Kakinya terhenti setelah merasa dirinya telah menginjak sesuatu. Netra ber-softlens merah itu mencari-cari sesuatu di anak tangga. Netranya menangkap sesuatu yang asing. Sebuah kertas coklat terlihat di ujung kakinya.
Buru-buru Mikha memungut kertas itu dan berlari menuju tempat dimana sepupunya berada.
“Kak Gilbert, ini apa ya?” Mikha bertanya sambil menunjukkan kertas berwarna coklat. Gilbert sedikit terkejut dengan keberadaan Mikha yang tiba-tiba memasukki ruangannya.
“Sedang apa kau disini? Keluar!” Gilbert berseru pada adik sepupunya. Mikha hanya mengerucutkan bibir. Gilbert memang tak suka diganggu apalagi saat sedang melakukan hobinya.
“Ayolah, Kak. Aku cuma tanya ini kertas apa? Tinggal jawab apa salahnya?” Mikha menyodorkan kertas coklat itu ke hadapan Gilbert namun Gilbert justru menghindar.
“Aku tak tahu, buang saja! Paling juga sampah,” ujar Gilbert asal-asalan.
Mikha mengamati gulungan kertas itu sebelum akhirnya pergi dan bergumam kecil, “Daripada kubuang kusimpan saja.”
***
Gilbert tak bisa diam. Dia gusar dan terus menggerakkan punggungnya. Taksi yang membawa mereka – Gilbert, Emily, dan Luke, terasa sangat lambat.

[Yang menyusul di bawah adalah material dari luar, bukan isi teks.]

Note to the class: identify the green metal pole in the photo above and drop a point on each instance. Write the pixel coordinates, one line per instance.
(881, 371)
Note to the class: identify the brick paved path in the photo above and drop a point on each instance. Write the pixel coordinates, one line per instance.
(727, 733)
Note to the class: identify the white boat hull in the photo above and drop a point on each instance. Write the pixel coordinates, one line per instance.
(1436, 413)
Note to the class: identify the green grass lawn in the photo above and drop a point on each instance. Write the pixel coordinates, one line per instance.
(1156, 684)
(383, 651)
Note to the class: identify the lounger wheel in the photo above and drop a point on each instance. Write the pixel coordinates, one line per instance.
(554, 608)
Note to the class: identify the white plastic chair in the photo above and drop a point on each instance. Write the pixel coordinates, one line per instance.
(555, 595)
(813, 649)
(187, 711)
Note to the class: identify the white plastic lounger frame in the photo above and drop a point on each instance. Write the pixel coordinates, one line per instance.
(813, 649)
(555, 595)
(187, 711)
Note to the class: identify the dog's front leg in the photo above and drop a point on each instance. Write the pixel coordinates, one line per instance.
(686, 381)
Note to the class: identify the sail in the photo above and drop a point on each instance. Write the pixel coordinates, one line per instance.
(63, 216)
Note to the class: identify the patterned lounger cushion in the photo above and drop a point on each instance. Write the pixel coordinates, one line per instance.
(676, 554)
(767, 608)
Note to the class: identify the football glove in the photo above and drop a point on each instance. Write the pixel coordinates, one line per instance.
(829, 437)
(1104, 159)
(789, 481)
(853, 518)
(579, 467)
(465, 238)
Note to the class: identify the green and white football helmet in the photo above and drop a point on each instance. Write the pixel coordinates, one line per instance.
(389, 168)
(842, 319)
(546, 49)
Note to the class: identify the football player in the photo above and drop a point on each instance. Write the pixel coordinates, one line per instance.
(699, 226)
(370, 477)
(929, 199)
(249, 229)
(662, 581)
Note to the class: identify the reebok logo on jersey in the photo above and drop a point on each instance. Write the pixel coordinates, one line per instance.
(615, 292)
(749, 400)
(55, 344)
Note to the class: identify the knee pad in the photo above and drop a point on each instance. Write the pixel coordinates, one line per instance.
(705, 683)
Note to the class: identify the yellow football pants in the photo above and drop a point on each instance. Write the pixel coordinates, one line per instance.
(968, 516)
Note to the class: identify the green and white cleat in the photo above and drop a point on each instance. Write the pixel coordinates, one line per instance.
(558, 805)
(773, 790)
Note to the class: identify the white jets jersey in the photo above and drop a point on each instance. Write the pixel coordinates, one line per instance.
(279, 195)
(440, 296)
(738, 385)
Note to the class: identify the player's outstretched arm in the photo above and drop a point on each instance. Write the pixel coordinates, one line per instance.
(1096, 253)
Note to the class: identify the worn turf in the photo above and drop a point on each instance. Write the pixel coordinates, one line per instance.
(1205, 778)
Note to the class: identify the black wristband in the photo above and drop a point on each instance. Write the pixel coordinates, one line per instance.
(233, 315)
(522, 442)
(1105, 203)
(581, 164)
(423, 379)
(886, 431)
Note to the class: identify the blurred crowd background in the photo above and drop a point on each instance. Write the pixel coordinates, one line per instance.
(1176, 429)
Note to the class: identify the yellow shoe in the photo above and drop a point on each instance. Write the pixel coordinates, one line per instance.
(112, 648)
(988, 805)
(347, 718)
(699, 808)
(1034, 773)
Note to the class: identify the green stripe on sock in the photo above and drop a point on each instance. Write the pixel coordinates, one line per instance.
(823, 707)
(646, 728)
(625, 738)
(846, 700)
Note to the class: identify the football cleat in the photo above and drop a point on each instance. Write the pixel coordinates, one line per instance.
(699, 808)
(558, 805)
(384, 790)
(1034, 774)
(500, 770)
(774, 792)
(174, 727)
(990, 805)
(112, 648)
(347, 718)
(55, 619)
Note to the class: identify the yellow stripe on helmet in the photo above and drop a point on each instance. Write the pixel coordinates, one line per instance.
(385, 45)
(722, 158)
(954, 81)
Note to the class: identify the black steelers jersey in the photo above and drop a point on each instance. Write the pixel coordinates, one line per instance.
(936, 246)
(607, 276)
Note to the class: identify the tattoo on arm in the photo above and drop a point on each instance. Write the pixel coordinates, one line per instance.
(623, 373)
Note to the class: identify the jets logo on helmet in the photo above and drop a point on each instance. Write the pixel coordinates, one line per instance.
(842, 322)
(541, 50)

Hening terus merayapi. Sejak Gilbert memutuskan untuk menemui sepupunya, mereka sudah bersiap untuk menghadapi kemungkinan terburuk. Apalagi jika gulungan itu menjadi hak milik Mikha Dev, sepupu Gilbert.
Jika diingat lagi kejadian tadi, Emily langsung mengambil tindakan spontan. Dia yang biasanya berpikir jernih tiba-tiba langsung ambil tindakan. Gilbert mendukung untuk sesegera mungkin menemui sepupunya. Luke hanya mengikuti saja. Toh dia masih belum tahu-menahu mengenai bakatnya.
Sekarang yang jadi pertanyaan dalam benak mereka pastinya apakah seorang Mikha Dev juga “berbakat” atau hanya kebetulan semata menemukan gulungan itu?